Researchers are concerned that Omicron’s numerous mutations on the spike protein will make it more resistant to vaccines and natural immunity acquired from previous COVID infections. In the coming days and weeks, scientists will likely release neutralization studies projecting how much Omicron may evade existing COVID-19 vaccines.

For natural immunity, emerging evidence suggests that Omicron is bypassing the immune defenses built up from earlier infections. Last week, a group of researchers in South Africa posted a preprint study finding that the risk of reinfection was 2.4 times higher with Omicron compared to Beta and Delta.

“We find clear, population-level evidence to suggest substantial immune evasion by the Omicron variant,” writes lead author Juliet R.C. Pulliam, director of the South African DSI-NRF Centre of Excellence in Epidemiological Modelling and Analysis, in the study.

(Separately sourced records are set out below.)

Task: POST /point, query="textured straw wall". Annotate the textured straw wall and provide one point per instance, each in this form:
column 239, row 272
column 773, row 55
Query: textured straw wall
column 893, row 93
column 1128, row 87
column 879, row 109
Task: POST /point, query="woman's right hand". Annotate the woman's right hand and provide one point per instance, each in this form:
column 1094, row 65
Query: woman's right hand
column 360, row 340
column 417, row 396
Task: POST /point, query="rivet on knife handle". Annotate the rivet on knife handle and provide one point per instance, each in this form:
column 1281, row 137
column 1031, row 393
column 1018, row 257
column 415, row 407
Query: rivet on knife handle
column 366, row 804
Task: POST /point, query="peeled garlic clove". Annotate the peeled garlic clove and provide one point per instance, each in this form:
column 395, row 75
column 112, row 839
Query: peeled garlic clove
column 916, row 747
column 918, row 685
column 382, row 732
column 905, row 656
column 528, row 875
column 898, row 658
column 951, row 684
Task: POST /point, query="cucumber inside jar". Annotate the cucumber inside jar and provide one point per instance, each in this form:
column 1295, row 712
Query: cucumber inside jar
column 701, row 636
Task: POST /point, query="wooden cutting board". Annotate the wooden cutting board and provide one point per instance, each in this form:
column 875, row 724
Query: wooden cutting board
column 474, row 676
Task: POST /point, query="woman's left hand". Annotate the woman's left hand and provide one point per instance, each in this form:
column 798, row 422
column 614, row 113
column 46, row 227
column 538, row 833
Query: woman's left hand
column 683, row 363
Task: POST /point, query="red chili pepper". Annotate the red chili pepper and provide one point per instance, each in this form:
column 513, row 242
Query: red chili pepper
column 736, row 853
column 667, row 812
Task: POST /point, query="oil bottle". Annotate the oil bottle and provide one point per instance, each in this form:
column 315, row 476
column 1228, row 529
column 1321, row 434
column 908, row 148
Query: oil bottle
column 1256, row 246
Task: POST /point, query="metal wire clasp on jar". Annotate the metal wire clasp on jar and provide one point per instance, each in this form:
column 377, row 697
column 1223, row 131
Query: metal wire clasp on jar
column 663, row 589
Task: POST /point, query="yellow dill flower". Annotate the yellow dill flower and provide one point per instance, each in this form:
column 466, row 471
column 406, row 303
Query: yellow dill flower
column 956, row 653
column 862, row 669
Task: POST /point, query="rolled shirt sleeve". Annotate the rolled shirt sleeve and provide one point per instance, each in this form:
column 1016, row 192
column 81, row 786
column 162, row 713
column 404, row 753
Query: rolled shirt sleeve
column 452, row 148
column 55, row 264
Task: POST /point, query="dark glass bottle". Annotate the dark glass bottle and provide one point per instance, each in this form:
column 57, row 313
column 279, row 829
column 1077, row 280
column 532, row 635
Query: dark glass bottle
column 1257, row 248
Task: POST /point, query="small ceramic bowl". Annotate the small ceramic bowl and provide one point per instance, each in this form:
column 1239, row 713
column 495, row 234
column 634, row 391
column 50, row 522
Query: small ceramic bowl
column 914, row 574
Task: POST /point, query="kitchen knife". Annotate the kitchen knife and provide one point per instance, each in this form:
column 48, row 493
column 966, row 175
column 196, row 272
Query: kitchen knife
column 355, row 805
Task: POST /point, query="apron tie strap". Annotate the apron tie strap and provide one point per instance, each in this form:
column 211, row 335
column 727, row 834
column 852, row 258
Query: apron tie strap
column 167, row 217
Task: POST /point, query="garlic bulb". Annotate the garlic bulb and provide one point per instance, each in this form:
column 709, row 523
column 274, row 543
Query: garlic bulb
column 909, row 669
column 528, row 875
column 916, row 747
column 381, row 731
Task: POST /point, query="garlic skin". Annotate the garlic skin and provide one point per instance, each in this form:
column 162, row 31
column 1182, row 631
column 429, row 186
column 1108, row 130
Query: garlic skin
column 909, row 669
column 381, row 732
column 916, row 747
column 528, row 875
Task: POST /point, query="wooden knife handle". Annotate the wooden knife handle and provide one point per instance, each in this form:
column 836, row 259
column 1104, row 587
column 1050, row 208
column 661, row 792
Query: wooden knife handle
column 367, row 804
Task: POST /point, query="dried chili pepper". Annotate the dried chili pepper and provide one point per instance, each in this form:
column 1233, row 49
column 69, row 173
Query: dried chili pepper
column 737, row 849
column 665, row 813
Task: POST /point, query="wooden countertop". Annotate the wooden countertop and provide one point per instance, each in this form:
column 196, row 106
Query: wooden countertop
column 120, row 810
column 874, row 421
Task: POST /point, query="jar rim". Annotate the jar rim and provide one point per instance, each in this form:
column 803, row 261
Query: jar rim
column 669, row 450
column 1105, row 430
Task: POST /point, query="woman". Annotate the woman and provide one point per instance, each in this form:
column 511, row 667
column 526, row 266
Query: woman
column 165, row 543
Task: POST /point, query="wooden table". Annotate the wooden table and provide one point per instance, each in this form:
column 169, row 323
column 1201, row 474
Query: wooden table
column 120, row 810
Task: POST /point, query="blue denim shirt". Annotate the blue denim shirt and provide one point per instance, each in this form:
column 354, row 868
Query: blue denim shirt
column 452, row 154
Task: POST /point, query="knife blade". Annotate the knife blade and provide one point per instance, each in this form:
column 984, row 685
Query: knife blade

“This set of real-world data on the ability of the Omicron variant provides us with the first indication that it is indeed able to evade immunity conferred by previous COVID-19 infection,” Dr. Simon Clarke, associate professor in cellular microbiology at the University of Reading, tells the U.K.’s Science Media Centre.

But given South Africa’s low vaccination rate—25% of South Africa’s population is fully vaccinated—the researchers said it’s too early to tell how much Omicron has been able to evade vaccines. Scientists say that existing vaccines will provide a level of protection against hospitalizations and death against Omicron, but the prospect of diminishing efficacy against Omicron has prompted vaccine makers like Pfizer and Moderna to begin developing vaccines that specifically target the variant.

“We await a further indication as to whether Omicron has any ability to evade vaccine-induced immunity,” Clarke said.